Because no one man can be “the Pastor.” If only my sermons could be as short as that answer! But alas there is usually more to my sermons and there is definitely more to answering this question.
At North Second Street, we strive to, “Call Bible things by Bible names and do Bible things in Bible ways.” This extends to our church organization and the names we use for individual Christians who fill certain roles.
The real question here comes from a misunderstanding of the organization for local congregations found in the inspired word of God. The word “pastor” is actually never used in the New Testament in the singular form. The one singular occurrence is found only in the King James Version (1611) in Jeremiah 17:16, “from being a pastor to follow thee.” The idea that one man can be “the” pastor of a congregation, is foreign to Scripture.
The Greek word translated “pastors” in the New Testament is poimen. In Ephesians 4:11, poimen is translated as “pastors.” In the 17 other places the word is found in the New Testament, the word is translated as “shepherd” or “shepherds.” Jesus uses the word to describe himself in John 10:11, “I am the good shepherd.” But the common usage for which people confuse the term, is for the shepherds of the local church.
In the New Testament, the leaders of a local congregation are referred to as elders, overseers, bishops (presbytery), and yes, pastors. Bible scholars are united in the view that these terms were used interchangeably to refer to the same office1. In fact, in several places, two of the words are used in one passage to refer to the same group of leaders (Acts 20:17, 28, Titus 1:5-7, I Peter 5:1-2).
So what?
In the Bible, there were essentially two offices in the local church. That of elder (pastor) or deacon. Elders shepherd. Deacons serve. In every instance we find recorded, there are at least two men to fill each office in the congregation. Here at North Second Street, David Brown and David Muiznieks are our overseers.
So, no man can be “the” pastor. If we truly follow the Bible as our guide, there will always be elders, bishops, overseers, or pastors in a church but never one man to rule as the pastor singular. The local minister or preacher in a church can be one of the elders. But only if he meets the requirements laid out by God in I Timothy 3:1-7 and Titus 1:5-11.

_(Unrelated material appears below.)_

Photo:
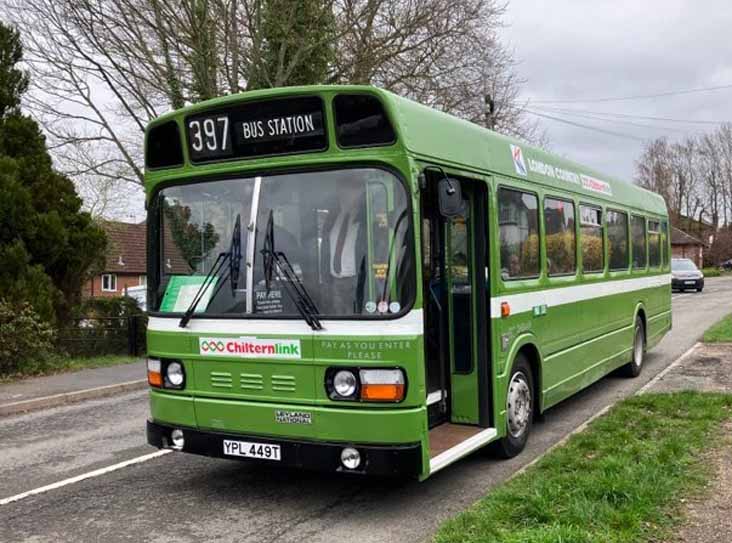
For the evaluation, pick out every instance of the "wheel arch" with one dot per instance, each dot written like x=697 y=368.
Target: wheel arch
x=640 y=312
x=526 y=345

For much of the religious world, the role of minister, preacher, or evangelist has morphed into an office that does not exist in the Bible. You can not find “one man shepherding” of the local congregation in the Bible.

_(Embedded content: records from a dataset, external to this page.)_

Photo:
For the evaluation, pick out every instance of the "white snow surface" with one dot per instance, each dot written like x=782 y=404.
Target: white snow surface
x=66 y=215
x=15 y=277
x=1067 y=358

You can find it in the history of man’s intervention of human design into the church. The term bishop began to be used to refer to one man who ruled over local churches, then cities, then regions. These bishops eventually formed councils, wrote creeds, and changed the church into something completely different from the simple local congregations of the first century.

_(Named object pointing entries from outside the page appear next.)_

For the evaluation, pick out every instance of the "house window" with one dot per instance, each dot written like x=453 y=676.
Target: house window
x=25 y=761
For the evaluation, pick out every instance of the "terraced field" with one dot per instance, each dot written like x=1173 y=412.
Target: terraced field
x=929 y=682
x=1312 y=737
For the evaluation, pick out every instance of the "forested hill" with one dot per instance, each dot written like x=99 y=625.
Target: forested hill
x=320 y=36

The word bishop never referred to one man that ruled a region containing several churches. The bishops of the Bible were the elders or overseers of local churches commanded to, “shepherd the flock of God that is among you”-I Peter 5:2. If we are to use the term “pastor” or “bishop” to refer to a Christian, it should be for a man who fills that role scripturally. That means as one of a plurality of bishops who shepherd a local congregation of God’s people.
Reverend or Father
These terms are much easier to deal with. You can find no reference in Scripture to a man being mentioned as “a reverend” or “our father.” It made me uncomfortable to even type that last sentence.
Those are terms to be used only for God the revered father of all creation. “And call no man your father on earth, for you have one Father, who is in heaven.”-Matthew 23:9, Jesus says. And the psalmist declares, “Who among the heavenly beings is like the Lord, a God greatly to be feared in the council of the holy ones, and awesome (held in reverence-NKJV) above all who are around him?”-Psalm 89:6-7
I am a minister. I hope one day to be a pastor. We are blessed to have men who are! But I am not to be revered or called your father. God is holy, reverend, and our Father. I am just Jason.